# Healing process



## Lucouk (Sep 29, 2006)

Hello everyone, i am just asking for a bit of advice.

This has nothing to do with my piranhas, mine are all still doing fine!

My friend has 3 piranhas all about 3 inches. One of them is obviousely the runt and seems to have been picked off!

He has lost all of his tail and a little bit of back (well a chunk) to be precise.

I have him in my spare tank with my green terror 4" and he seems to be heeling up fine, and is eating and swimming.

What i need to no is what is his chance of survival?
Can he grow another tail?

The green terror wont cause him a problem will it??

Sorry there is no pics but i am certain he will survive but i assume he will not be able to grow a new tail!


----------



## CorGravey (Feb 13, 2007)

Will grow back.
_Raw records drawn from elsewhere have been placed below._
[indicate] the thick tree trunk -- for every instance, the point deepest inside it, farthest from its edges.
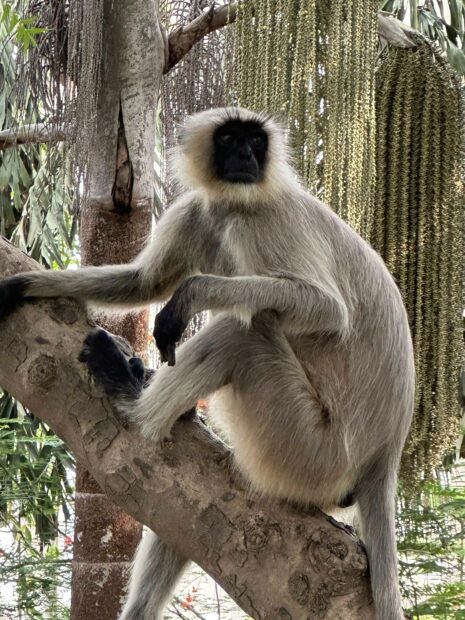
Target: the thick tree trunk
(275, 561)
(115, 222)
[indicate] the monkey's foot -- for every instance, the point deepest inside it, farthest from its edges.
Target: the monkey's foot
(121, 379)
(11, 294)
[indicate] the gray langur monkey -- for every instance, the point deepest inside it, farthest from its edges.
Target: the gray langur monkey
(309, 353)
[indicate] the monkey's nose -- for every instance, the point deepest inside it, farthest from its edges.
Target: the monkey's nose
(245, 153)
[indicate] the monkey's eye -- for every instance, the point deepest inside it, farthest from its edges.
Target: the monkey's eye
(227, 139)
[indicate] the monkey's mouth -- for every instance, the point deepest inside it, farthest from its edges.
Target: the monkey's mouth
(240, 177)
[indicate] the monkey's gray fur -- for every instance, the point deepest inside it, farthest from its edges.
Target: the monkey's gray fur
(309, 354)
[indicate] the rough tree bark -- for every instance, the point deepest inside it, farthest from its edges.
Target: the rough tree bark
(115, 221)
(276, 561)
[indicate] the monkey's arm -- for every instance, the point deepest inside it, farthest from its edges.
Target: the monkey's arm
(153, 275)
(308, 307)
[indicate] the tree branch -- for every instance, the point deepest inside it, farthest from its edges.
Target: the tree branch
(28, 134)
(181, 40)
(274, 560)
(394, 32)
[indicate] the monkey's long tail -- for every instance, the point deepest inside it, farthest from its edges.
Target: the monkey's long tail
(377, 511)
(154, 575)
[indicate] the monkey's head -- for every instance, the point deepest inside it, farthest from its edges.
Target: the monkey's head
(233, 154)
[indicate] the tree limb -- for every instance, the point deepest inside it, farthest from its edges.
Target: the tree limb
(28, 134)
(394, 32)
(274, 560)
(183, 38)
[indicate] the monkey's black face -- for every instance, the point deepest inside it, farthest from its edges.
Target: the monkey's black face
(240, 149)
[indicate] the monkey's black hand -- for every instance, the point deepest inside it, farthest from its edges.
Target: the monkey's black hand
(120, 377)
(170, 324)
(11, 295)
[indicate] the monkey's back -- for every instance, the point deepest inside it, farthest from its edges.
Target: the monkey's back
(361, 386)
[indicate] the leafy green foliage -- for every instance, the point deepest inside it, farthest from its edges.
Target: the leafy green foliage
(443, 22)
(431, 544)
(22, 29)
(36, 214)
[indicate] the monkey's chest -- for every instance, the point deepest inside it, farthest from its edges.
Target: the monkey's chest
(237, 253)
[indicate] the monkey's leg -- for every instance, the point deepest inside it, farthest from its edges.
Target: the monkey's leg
(376, 499)
(113, 284)
(265, 374)
(155, 572)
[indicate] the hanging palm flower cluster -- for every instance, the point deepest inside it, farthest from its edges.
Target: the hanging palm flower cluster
(419, 230)
(313, 62)
(386, 153)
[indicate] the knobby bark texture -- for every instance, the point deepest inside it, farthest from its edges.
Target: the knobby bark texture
(115, 221)
(276, 561)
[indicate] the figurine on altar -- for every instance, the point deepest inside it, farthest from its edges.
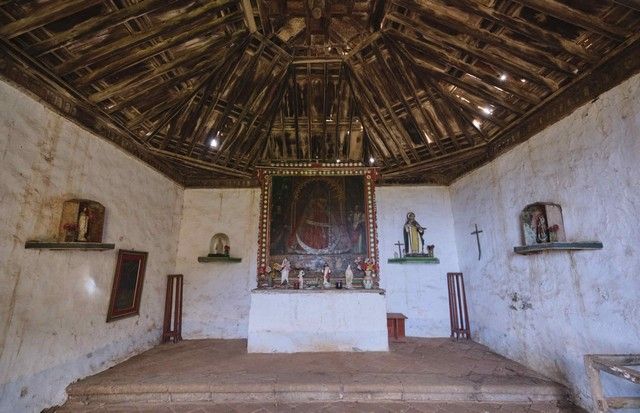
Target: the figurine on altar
(348, 276)
(326, 276)
(83, 224)
(285, 268)
(413, 232)
(370, 267)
The cichlid may be a problem especially bcuz the piranha is vastly slower noe with his caudal.


----------



## Coldfire (Aug 20, 2003)

The tail will grow back. No worries. Just make sure the Green Terror is not causing any additional stress.


----------



## ...Jay... (Nov 2, 2006)

Did it go to the meat? If its just the fin, it'll come back. If they got into the meat the fin comes out of, probably not.


----------



## flashover00 (Oct 19, 2006)

I believe there is a certain point at which regeneration stops...i cant remember how far in from the fin that point is.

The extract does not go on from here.